AMD is in limbo itself – in software limbo. It seems they want to abandon OpenCL for HIP but currently they officially still push and support the OpenCL path. If they push through with HIP, and if they put some good deep learning software on the market (not only libraries for convolution and matrix multiplication but full deep learning frameworks, say, HIP support for PyTorch) in the next 9 months then their release of their new GPU in 2018Q3 has the potential to demolish all competitors.
So in summary, if AMD gets its shit together in terms of software, it might become the dominating deep learning hardware solution.
NVIDIA: The Titan
NVIDIA’s position is solid. They have the best software, the best tools, their hardware is good and the community is large, strong and well integrated.
NVIDIA’s main issue is that they have to serve multiple communities: High-performance computing people, deep learning people, and gamers, and this is a huge strain on their hardware. It is expensive to design chips which are custom made for these communities and NVIDIA’s strategy was currently to design a one-size-fits-all architecture. This worked until it didn’t. The Titan V is just mediocre all-around.

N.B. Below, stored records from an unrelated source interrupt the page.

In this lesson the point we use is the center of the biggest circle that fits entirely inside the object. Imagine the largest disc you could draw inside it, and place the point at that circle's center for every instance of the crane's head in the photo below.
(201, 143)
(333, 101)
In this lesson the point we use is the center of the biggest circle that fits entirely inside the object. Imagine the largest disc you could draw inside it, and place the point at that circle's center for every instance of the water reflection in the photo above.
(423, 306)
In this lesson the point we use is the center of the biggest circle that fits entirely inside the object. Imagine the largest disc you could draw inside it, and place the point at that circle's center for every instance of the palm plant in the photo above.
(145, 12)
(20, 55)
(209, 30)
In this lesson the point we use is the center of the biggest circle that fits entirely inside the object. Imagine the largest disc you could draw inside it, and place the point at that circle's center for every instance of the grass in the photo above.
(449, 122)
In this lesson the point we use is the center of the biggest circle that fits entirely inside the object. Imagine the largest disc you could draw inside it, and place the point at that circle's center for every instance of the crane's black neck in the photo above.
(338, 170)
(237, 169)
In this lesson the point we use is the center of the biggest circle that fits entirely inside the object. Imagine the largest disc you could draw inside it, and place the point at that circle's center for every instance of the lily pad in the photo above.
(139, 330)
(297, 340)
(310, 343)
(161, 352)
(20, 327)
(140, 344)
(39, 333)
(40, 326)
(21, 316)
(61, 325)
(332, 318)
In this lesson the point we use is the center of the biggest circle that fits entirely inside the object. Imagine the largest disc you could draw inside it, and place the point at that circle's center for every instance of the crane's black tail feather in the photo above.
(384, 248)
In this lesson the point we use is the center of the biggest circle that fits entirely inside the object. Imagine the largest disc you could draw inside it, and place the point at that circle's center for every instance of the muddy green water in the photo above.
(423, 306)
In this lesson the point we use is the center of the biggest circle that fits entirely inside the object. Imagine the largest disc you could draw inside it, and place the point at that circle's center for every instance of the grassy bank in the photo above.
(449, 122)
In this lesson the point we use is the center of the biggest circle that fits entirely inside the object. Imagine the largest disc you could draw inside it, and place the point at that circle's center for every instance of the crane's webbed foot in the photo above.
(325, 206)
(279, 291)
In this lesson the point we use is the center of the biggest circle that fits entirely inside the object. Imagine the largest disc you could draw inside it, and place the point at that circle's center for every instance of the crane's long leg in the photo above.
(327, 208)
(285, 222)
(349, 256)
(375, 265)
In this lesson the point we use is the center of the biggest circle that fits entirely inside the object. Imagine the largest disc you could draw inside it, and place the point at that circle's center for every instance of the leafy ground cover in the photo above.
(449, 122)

With the emerging competitors, NVIDIA has two choices. (1) Push the price on their cards down until they starve the competition to death, or (2) they can develop specialized deep learning hardware on their own. NVIDIA has the resources to pursue the first strategy, and it also has the expertise for the second strategy. A new design, however, will take some time and NVIDIA might lose the throne to another company in the meantime. So we might see both strategies played out a once: Starving competitors so that NVIDIA can compete until their own deep learning chip hits the market.
In summary, NVIDIAs throne is threatened, but it has the resources and the expertise to fight against emerging players. We will probably see cheaper NVIDIA cards in the future and chips which are more specialized for deep learning. If NVIDIA does not lower its prices it might (temporarily) pass the throne to another player.
Deep learning hardware limbo means that it makes no sense to invest in deep learning hardware right now, but it also means we will have cheaper NVIDIA cards, usable AMD cards, and ultra-fast Nervana cards quite soon. It is an exciting time and we consumers will profit from this immensely. But for now, we have to be patient. We have to wait. I will keep you updated as the situation changes.